Maharao of Sirohi
- Reign: 16 September 1875 – 29 April 1920
- Predecessor: Umaid Singh II
- Successor: Sarup Ram Singh
- Born: 20 July 1857
- Died: 16 January 1925 (aged 67)
- Father: Umaid Singh II

= Kesari Singh =

Maharao of Sirohi (1875 - 1920)

Sir Kesari Singh was the Maharao of Sirohi from 1875 until his abdication in 1920.
==Birth and education==
He was born on 20 July 1857 in Poshina to Umaid Singh II. He received his education from Guran Lakhmi Chand, and later from Srimali Pandit Daulat Ram. After Daulat Ram’s death, he was taught by Pandit Ganesha Datta. On the advice of the Political Agent, he subsequently studied English under tutors such as Janki Prasad, Hari Shankar Ojha, and Shankarji Trivedi. He was also trained in the use of weapons.

== Reign ==
Upon the death of his father on 16 September 1875, he succeeded him as the Maharao of Sirohi. He was vested with full administrative powers on 24 November 1875. In 1868, he built the Kesar Bhawan Palace at Mount Abu. On account of his old age, he abdicated on 29 April 1920 in favour of his son, Sarup Ram Singh, but retained his titles and the gun salute.

== Personal life ==

=== Marriages ===
He married four times. His first marriage was in 1875 to Parmarji, a daughter of Jalam Singh, the Maharana of Danta. She died in 1899. His second marriage was in 1884 to Chavdiji, a daughter of Abhai Singh, the Thakore of Varsoda. She died in 1887. His third marriage took place in 1888 to Man Kunwar, a daughter of Narandevji II, the Raja of Dharampur. His fourth marriage was in 1896 to a daughter of Mangal Singh, the Raja of Bhinai.

=== Children ===
By his first marriage, he had a son, Sarup Ram Singh. By his third marriage, he had a son, Man Singh. By his third wife, he had a son, Lakshman Singh, and three daughters: Anand Kanwar, Hait Kanwar, and Padam Kunwar. By his fourth wife, he had a son, Narain Singh.

== Death ==
He died on 16 January 1925 and was succeeded by his son Sarup Ram Singh.

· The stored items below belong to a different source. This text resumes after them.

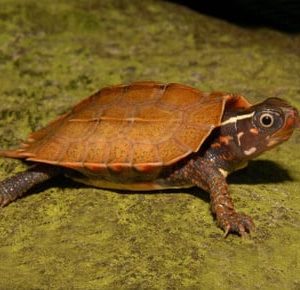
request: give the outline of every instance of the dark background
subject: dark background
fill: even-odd
[[[300,0],[173,0],[201,13],[243,26],[300,32]]]

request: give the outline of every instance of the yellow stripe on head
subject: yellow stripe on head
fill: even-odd
[[[239,115],[235,117],[230,117],[228,120],[225,120],[221,123],[221,126],[231,124],[231,123],[236,123],[238,120],[243,120],[243,119],[248,119],[252,118],[254,116],[255,112],[245,114],[245,115]]]

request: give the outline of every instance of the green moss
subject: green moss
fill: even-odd
[[[100,87],[138,79],[300,107],[298,36],[152,0],[3,0],[0,8],[1,148]],[[298,133],[229,179],[236,207],[257,225],[249,240],[222,238],[204,192],[49,182],[0,211],[0,288],[297,289],[299,144]],[[25,167],[1,159],[0,178]]]

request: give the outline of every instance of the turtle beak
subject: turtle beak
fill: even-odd
[[[286,122],[285,128],[298,128],[300,129],[300,117],[295,108],[286,109]]]
[[[288,139],[292,135],[294,129],[300,128],[300,118],[298,111],[293,107],[285,108],[284,113],[285,124],[281,131],[287,137],[286,139]]]
[[[282,110],[285,115],[285,123],[283,127],[272,136],[268,144],[270,147],[288,140],[292,136],[294,129],[300,129],[300,118],[298,111],[293,107],[282,108]]]

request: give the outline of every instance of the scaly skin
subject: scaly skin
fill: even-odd
[[[193,184],[210,193],[211,209],[226,237],[230,232],[241,236],[250,233],[255,226],[252,219],[237,213],[229,195],[225,177],[216,167],[216,164],[205,157],[191,159],[185,166],[175,170],[168,178],[171,183]]]
[[[0,207],[10,204],[22,197],[33,186],[42,183],[57,174],[60,170],[56,167],[36,165],[27,171],[17,173],[0,182]]]

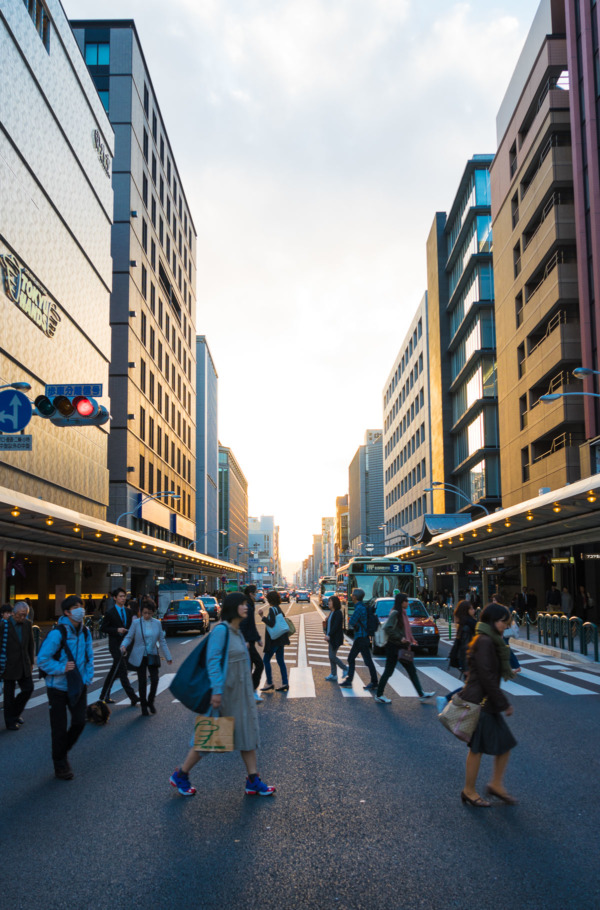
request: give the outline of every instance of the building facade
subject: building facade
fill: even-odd
[[[135,24],[71,25],[115,125],[109,517],[187,546],[196,539],[196,232]]]
[[[196,549],[219,553],[219,376],[205,335],[196,336]]]
[[[113,129],[57,0],[3,2],[0,59],[0,385],[27,383],[33,400],[46,385],[99,384],[110,409]],[[14,421],[24,412],[12,395]],[[6,417],[2,430],[17,432]],[[106,584],[107,560],[76,558],[77,524],[56,516],[106,518],[110,427],[33,416],[24,432],[30,450],[0,460],[0,509],[13,523],[0,531],[0,594],[29,597],[45,619],[60,586]],[[17,497],[32,504],[22,515]]]
[[[424,294],[383,392],[385,551],[410,543],[431,494],[429,331]]]
[[[231,449],[223,445],[219,445],[218,527],[219,557],[247,565],[248,481]]]
[[[353,556],[384,550],[383,432],[367,430],[348,468],[348,536]]]
[[[335,518],[321,519],[321,575],[335,574]]]
[[[492,161],[467,162],[427,242],[431,414],[442,415],[432,421],[432,512],[500,505]]]
[[[491,169],[507,506],[580,476],[583,398],[562,397],[582,388],[573,376],[582,325],[566,70],[565,5],[544,0],[498,113]],[[540,401],[548,393],[561,397]]]
[[[348,559],[350,543],[348,537],[348,494],[335,500],[335,562],[342,565]]]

== Titles, styles and honours ==

=== Titles and styles ===
The hereditary title of Maharao was conferred on him by the Victoria in 1899. At the Delhi Durbar of 1911, George V conferred upon him the title of Maharajadhiraja as a hereditary distinction.

=== Honours ===
He was made a Knight Commander of the Order of the Star of India in 1895 and a Knight Grand Commander of the Order of the Indian Empire in 1901. As the ruler of Sirohi, he was entitled to a salute of 15 guns. His salute was later raised to 17 guns as a personal distinction.